For Whitestone Park was never just a playground—no, I was hearing, it was currently screaming with little kids dashing around with kites. Little orange and white-spotted terriers, other Yorkie dogs and huge German Shepherds barked obnoxiously while leaping up to get butterflies and Frisbees flittering and zooming over their heads. Parents yelled for their children to be safe on the woodchip floor surrounding the island of metal evergreen and bright red rings, swings, three sets of monkey bars, five speakers and two rock-climbing towers. Amazingly, I kept myself walking in a straight line amidst the craziness, instantly ducking as a Frisbee whizzed past me. I then dodged two T-shirts whipping even further past me as I looked back lightning-fast to see a boy and a girl go retrieve the toy.        

               Wild day! I looked down at a wrist-watch I wore on my arm whenever I went to the park after work. It’s only seven o’clock! What’s it like at one or even twelve-thirty?!  

               A few more marches and I was going to own that bench. And I did, parking myself right on top of the sandy-colored three-planked piece of seat awaiting me ever since this morning.

               I hope the craziness dies down! Okay… I put myself in office work mode and flipped that flower-studded journal open. Taking the pen out of the front cover’s little pen holder, I crossed my ankles the way I did back in Ms. T’s office and went to work.  

               The first thing I’m going to write about is how I’m going to manage two animals—a cat and a German Shepherd—while working for Ms. T and going to this funhouse of a park every day. Or maybe I’ll cut back to the weekends. Like next Friday, I’ll join this kid-happy area and only stay for an hour or so. I usually stayed for a couple of hours I got so immersed in writing my thoughts down. When I looked up, the sun would be close to setting!

               I tapped the pen to my right cheek, looking right at the blank lines on my journal’s front page. Hm. Let’s think about this for a minute…

 

               “You’re getting some animals, Callie?”

               Sandra gushed at my announcement the following Monday. We were back in the breakroom, she leaning ecstatically over the turquoise table and me sitting back in my chair, smiling a tiny bit and looking at her full in the face. “Oh my goodness! That’s great!”

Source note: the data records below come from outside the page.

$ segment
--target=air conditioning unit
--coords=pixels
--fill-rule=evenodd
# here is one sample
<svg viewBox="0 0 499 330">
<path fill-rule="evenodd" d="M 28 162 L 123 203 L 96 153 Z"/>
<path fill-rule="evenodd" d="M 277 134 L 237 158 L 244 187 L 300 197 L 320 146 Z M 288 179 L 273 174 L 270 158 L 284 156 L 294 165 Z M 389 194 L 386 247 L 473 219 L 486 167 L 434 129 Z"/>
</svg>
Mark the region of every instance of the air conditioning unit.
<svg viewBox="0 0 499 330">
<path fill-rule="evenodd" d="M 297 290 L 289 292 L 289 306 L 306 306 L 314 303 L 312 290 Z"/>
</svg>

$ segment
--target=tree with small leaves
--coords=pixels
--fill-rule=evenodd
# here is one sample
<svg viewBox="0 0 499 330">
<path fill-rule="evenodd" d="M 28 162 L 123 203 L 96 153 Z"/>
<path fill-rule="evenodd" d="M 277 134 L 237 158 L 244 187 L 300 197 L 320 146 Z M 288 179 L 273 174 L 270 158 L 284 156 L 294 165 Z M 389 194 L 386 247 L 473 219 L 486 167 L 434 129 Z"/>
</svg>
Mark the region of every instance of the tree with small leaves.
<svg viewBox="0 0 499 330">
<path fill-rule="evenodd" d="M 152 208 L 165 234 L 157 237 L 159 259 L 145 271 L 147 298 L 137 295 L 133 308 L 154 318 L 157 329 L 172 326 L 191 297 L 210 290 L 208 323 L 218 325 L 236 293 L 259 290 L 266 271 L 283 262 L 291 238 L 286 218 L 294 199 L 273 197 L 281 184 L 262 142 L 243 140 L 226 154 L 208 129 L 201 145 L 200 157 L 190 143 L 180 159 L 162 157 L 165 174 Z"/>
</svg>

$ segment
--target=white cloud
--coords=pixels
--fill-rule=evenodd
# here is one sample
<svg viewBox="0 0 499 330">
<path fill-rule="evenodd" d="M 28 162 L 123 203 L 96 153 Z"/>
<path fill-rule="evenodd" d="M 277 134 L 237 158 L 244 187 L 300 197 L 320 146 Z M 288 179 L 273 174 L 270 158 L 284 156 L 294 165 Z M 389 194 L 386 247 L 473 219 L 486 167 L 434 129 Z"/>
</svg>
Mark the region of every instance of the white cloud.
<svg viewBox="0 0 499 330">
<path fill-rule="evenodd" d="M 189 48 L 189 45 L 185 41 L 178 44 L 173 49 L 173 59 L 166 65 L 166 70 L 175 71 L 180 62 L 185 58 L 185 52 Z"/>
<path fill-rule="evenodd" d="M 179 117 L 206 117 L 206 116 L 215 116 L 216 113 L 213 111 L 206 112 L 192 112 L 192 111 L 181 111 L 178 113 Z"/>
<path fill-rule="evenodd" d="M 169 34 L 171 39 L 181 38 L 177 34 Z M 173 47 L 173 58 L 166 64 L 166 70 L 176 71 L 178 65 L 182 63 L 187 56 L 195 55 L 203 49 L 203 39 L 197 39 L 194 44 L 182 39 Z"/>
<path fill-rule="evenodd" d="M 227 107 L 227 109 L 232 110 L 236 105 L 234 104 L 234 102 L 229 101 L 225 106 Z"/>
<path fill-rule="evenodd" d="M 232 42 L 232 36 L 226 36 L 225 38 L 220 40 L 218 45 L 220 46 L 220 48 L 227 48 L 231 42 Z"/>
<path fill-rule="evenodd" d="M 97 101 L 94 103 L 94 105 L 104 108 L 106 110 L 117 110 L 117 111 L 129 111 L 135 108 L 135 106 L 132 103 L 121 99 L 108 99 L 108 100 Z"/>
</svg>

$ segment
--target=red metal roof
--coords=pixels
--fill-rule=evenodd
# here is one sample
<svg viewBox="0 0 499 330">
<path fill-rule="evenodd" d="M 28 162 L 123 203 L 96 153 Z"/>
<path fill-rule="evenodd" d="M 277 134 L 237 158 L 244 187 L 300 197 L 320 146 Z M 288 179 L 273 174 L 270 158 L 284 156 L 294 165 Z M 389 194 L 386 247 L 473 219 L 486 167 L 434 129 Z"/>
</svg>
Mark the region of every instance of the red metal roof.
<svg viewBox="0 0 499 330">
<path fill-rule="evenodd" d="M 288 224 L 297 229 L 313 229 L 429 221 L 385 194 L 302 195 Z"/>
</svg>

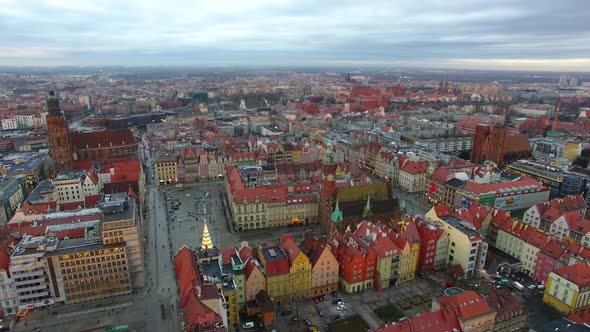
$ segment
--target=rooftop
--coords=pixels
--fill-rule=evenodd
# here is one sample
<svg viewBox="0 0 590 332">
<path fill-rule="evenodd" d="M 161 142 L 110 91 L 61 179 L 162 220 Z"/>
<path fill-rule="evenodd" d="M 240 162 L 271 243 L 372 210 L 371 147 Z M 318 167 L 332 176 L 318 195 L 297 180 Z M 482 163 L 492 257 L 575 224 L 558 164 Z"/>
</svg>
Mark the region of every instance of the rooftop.
<svg viewBox="0 0 590 332">
<path fill-rule="evenodd" d="M 469 239 L 481 240 L 481 235 L 475 229 L 470 228 L 469 227 L 470 224 L 468 224 L 462 220 L 459 220 L 453 216 L 442 217 L 441 219 L 444 220 L 449 225 L 451 225 L 454 228 L 461 231 L 463 234 L 467 235 L 469 237 Z M 474 227 L 474 226 L 471 225 L 471 227 Z"/>
<path fill-rule="evenodd" d="M 52 252 L 45 253 L 46 256 L 66 255 L 81 251 L 100 250 L 109 248 L 124 247 L 125 243 L 103 244 L 103 243 L 89 243 L 84 238 L 61 240 L 57 245 L 57 249 Z"/>
</svg>

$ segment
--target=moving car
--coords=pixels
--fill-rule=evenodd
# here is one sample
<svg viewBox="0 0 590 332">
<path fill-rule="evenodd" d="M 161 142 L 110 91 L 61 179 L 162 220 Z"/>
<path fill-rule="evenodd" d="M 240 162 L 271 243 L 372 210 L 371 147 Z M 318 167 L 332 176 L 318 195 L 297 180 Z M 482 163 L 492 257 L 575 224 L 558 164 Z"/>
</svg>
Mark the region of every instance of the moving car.
<svg viewBox="0 0 590 332">
<path fill-rule="evenodd" d="M 333 320 L 333 321 L 334 320 L 338 320 L 338 319 L 340 319 L 340 317 L 342 317 L 342 316 L 340 316 L 340 315 L 334 315 L 334 316 L 330 317 L 330 320 Z"/>
<path fill-rule="evenodd" d="M 344 301 L 342 301 L 342 299 L 335 299 L 332 301 L 332 304 L 340 304 L 340 303 L 344 303 Z"/>
</svg>

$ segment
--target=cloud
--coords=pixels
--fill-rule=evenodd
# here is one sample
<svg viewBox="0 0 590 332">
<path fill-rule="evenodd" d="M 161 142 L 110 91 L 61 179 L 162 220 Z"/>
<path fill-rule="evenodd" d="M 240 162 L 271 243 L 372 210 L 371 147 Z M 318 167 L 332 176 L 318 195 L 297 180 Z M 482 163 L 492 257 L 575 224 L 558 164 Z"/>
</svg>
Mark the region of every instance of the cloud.
<svg viewBox="0 0 590 332">
<path fill-rule="evenodd" d="M 0 0 L 0 65 L 588 70 L 588 17 L 586 0 Z"/>
</svg>

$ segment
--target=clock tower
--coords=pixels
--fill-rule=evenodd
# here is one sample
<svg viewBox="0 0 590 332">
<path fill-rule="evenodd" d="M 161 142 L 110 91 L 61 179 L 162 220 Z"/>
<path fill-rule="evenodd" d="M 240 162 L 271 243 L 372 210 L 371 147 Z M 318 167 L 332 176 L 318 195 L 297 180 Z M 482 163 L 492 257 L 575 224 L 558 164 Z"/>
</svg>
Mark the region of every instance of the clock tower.
<svg viewBox="0 0 590 332">
<path fill-rule="evenodd" d="M 60 171 L 72 168 L 72 144 L 68 123 L 61 113 L 59 98 L 55 92 L 49 91 L 47 97 L 47 133 L 49 136 L 49 152 Z"/>
<path fill-rule="evenodd" d="M 334 151 L 332 143 L 326 144 L 326 153 L 322 160 L 322 185 L 320 189 L 320 203 L 318 205 L 318 214 L 320 225 L 330 236 L 336 225 L 331 220 L 332 205 L 336 196 L 336 168 L 334 163 Z"/>
</svg>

               She scrambled over into a chair, shoved herself towards the table and put her elbows on it and her cheeks in her palms. “Really? Tell me!”

               I did.   

               “Wow! I’ll tell Mackenzie!” She twisted around and tapped annoyingly on the other woman’s shoulder, clearly interrupting her. A curly-haired, chestnut-colored woman with freckles dotting her face jerked towards her, face irritated, but Sharon made Mackenzie wash this expression away with a couple of words and a pointer finger sticking itself right at me. The other employee then covered her mouth with excitement and went over beside me, sitting down to, I just knew, interview me. I was itching to leave now. But I looked back at Mackenzie, hearing Sharon return to her seat but with just as much enthusiasm, if not more.         

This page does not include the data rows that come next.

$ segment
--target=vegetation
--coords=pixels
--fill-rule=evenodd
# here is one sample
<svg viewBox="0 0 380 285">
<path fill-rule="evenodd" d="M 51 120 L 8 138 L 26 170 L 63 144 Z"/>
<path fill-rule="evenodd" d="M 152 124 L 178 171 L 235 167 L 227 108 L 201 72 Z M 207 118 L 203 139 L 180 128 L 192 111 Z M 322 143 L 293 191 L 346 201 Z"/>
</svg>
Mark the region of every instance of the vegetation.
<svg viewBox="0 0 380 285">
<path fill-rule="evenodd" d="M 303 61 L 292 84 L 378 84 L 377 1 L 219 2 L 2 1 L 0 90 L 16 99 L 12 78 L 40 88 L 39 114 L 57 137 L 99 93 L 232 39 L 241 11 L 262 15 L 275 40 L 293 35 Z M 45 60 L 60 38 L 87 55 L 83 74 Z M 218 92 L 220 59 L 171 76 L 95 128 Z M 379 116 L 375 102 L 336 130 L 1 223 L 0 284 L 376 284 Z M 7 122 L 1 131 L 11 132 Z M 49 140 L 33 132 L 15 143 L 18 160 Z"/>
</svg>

               “Wow!” Mackenzie mimicked Sharon as she always did. “Tell me more.”

               I did. Both women squealed. I pushed a smile on my lips and that was it. Several other employees, I saw out of my peripheral vision, looked over and started muttering about what was happening. I mouthed that I was considering getting a cat and a German Shepherd. They just shrugged and turned away, returning to their own conversations and then own cubicles.

               I copied them. As I returned to my own little work world and busied myself with downloading and printing pictures of some of the documents I just gave Ms. T so those papers could illustrate its concepts not just in description but in actual photograph, I strived to ignore the tempting invitation to relax in my chair and fantasize about getting those animals and raising them to be my own.